= Kacper Kasprzyk =

Kacper Kasprzyk is a fashion photographer.

==Early life and education==
Kasprzyk was born in Sweden, to a fashion designer mother. His interest in photography developed while he was enrolled at the art school Nyckelviksskolan, originally studying fashion design.

Kasprzyk's photography influences include Harry Callahan, Gregory Crewdson, and Gerhard Richter.

==Career==
Kasprzyk's work has appeared in Dazed, Elle, French Vogue, Harper's Bazaar, GQ Style, i-D, and V magazine.

Kasprzyk photographed Brooklyn Beckham (son of David and Victoria Beckham) in clothing for Reserved, a leading clothing brand in Poland. He has a long-established professional relationship with designer Rick Owens and regularly photographs Owens's work.

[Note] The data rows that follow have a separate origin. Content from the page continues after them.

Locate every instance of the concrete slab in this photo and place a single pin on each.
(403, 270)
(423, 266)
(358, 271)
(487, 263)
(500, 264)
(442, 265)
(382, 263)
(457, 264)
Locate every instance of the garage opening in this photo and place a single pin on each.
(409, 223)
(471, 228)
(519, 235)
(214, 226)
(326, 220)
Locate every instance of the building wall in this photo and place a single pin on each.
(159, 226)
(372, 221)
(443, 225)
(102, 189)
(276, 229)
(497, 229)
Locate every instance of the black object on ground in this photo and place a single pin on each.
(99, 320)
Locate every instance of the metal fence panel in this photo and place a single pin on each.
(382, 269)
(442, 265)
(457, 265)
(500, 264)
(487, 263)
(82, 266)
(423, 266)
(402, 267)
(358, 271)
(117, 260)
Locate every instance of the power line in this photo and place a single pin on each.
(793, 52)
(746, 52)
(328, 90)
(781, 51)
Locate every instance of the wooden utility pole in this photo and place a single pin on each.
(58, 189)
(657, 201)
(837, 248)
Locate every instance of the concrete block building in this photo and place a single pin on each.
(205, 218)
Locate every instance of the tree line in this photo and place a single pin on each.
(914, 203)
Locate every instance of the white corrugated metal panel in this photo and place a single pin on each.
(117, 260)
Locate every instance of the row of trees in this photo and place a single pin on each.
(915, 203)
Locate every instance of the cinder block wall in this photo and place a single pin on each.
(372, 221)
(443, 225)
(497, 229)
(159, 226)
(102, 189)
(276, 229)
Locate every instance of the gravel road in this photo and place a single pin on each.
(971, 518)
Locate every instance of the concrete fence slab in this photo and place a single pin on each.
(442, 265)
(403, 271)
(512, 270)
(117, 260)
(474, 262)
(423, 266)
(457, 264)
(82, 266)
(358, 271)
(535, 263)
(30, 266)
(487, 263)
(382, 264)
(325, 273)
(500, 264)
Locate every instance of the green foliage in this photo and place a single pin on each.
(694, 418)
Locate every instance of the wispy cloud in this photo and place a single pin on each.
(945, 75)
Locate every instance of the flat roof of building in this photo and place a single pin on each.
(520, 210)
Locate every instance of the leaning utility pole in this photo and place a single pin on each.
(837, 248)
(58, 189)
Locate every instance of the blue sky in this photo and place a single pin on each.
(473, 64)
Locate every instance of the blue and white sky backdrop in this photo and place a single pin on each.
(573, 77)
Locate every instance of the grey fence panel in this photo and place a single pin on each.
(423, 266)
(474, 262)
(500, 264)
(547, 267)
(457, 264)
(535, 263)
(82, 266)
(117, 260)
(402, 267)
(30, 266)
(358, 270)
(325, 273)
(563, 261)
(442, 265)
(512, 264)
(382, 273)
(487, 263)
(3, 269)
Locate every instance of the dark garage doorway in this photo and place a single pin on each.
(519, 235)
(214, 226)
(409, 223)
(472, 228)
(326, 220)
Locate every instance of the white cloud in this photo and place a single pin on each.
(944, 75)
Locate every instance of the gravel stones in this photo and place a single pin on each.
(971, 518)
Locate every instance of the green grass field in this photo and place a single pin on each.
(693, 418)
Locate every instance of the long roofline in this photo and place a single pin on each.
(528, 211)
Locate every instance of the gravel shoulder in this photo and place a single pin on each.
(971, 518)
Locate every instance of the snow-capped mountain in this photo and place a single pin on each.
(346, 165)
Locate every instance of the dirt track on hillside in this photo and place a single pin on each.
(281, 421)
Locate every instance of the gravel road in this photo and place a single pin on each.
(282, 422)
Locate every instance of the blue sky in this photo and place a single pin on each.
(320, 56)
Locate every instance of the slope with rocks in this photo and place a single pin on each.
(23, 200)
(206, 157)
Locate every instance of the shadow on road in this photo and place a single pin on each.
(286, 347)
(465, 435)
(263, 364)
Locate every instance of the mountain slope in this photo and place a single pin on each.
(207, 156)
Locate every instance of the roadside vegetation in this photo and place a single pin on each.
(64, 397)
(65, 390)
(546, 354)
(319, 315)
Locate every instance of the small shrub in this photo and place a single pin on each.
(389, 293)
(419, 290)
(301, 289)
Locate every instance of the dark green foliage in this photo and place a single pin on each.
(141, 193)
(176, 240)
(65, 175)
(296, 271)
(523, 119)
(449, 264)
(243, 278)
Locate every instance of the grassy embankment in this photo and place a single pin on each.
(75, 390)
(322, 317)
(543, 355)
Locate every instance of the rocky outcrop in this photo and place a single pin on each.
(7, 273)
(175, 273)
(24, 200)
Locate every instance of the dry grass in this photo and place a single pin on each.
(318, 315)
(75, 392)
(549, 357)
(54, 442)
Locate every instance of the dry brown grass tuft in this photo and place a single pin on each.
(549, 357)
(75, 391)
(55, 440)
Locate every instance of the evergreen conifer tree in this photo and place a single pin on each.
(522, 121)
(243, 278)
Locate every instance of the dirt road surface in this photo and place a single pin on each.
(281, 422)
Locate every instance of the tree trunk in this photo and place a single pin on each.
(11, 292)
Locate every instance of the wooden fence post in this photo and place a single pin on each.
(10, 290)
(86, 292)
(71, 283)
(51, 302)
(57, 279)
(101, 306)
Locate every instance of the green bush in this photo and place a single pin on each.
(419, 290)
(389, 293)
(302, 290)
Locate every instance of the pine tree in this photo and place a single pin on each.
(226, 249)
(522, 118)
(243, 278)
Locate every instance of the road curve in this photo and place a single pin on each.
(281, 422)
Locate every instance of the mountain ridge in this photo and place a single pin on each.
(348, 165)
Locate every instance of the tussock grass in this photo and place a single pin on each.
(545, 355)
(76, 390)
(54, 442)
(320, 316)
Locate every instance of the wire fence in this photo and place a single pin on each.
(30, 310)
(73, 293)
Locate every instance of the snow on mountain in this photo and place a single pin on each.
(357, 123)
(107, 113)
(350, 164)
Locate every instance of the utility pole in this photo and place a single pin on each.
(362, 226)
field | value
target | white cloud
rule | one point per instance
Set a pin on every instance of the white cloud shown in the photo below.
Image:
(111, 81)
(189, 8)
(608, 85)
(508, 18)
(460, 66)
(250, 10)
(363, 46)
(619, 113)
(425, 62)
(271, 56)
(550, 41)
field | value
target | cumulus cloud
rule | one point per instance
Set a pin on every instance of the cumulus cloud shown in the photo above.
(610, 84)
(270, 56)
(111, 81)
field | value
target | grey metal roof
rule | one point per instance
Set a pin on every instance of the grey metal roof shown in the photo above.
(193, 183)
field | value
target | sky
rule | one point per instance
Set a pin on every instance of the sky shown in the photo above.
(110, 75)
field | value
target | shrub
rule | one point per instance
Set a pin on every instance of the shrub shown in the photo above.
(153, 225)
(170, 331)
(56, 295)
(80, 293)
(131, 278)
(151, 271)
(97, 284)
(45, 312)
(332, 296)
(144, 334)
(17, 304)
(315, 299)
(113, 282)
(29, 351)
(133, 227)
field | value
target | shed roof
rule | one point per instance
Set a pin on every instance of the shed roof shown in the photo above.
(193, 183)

Kasprzyk has also designed marketing campaigns for Gucci, Hermès, H&M, and Yves Saint Laurent, and created six short films featuring Versace designs for H&M.

==Awards==
In 2012, Kasprzyk was a finalist in W magazine's "The Shot" competition for up-and-coming photographers. His photograph on the cover of the Röyksopp and Robyn EP Do It Again was awarded fifth place in Best Art Vinyl's list of the top ten album covers of 2014.